The Stutterheim-Mlungisi Bridge was the culmination of years of planning, consultation and approvals. The vehicular and pedestrian bridge, designed as a series of arches, is being built of brick, the most labour-intensive way it can be done. As a result, the R15 million project created around 45 jobs and skilling opportunities on site.
A pedestrian walkway leading all the way up to the township promotes safe walking. The bridge, was built entirely out of bricks in an old style, is a new beautiful feature in the town.
The Cumakala Bridge and access road was completed and launched on 9 June 2012. The new infrastructure was officially opened by then Amathole District Mayor Nomasikizi Khonza and Amahlathi Mayor Mncekeleli Peter. A hand-over agreement was signed between ASPIRE and the local municipality whereby the municipality undertook to ensure its new assets would be well looked after.
The project for the upgrade of the central business district was approved by National Treasury with a budget of R26 million.
The CBD upgrade officially started on the 18 July 2011 and was handed over to Amahlathi Local Municipality on the 13 April 2013.
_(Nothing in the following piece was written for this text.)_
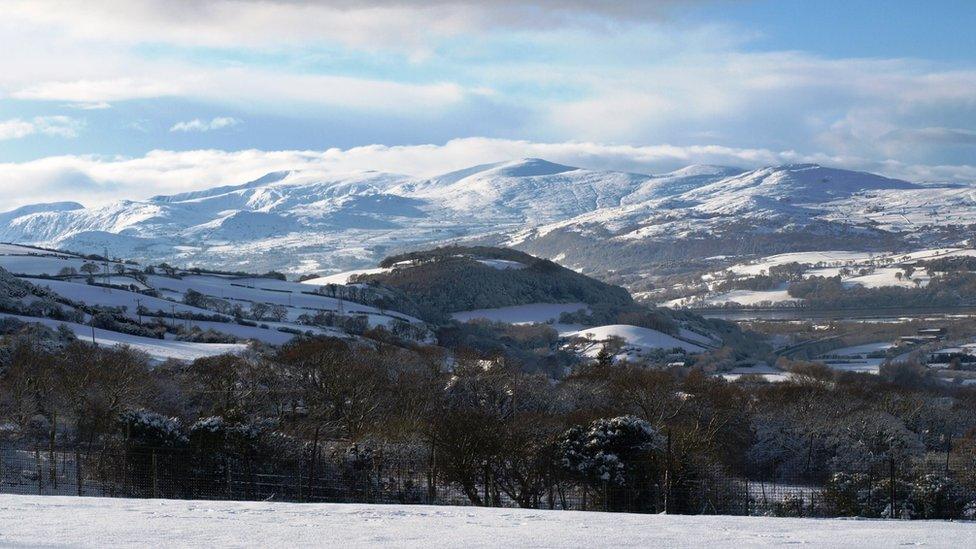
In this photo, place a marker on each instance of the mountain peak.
(529, 167)
(40, 208)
The CBD project included an upgrade of roads within the central business district with the highest concentration of pedestrian traffic and commercial activity; areas along the two main roads McLean and Hill Streets, the intersection at Grey Square and the main taxi rank and immediate surrounds. Works that were undertaken included: repairing existing paving; laying of new paving materials on pavements, provision of new benches & trees, extension and modernising of the existing taxi rank, repair and upgrade of the north half of Grey Square and its closure for parking, improvement of trading facilities for informal traders, upgrading of public toilet facilities, painting of some of the buildings and street lighting upgrade.
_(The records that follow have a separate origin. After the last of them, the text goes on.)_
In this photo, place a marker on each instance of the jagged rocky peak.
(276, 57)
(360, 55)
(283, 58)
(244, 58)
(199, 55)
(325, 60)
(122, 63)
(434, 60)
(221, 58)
A main element of the CBD upgrade was the provision of tailor-made facilities for informal traders. It also introduced several improvements, which improved the town’s functionality and appeal. These included such features as:
• Wheelchair-friendly access onto pavements for safe crossing of streets
• Street benches and dust bins (designed and manufactured in Stutterheim)
• Tree rings and seating around trees
• New street name signs for improved visibility
• Shop front signage
• LED street lights for improved energy saving – these were designed and assembled in Stutterheim,
• Improved pavements
• New flower boxes with drought-resistant indigenous plants
• Three public toilet facilities (at the taxi rank, Amathole Spar and Amahlathi Library).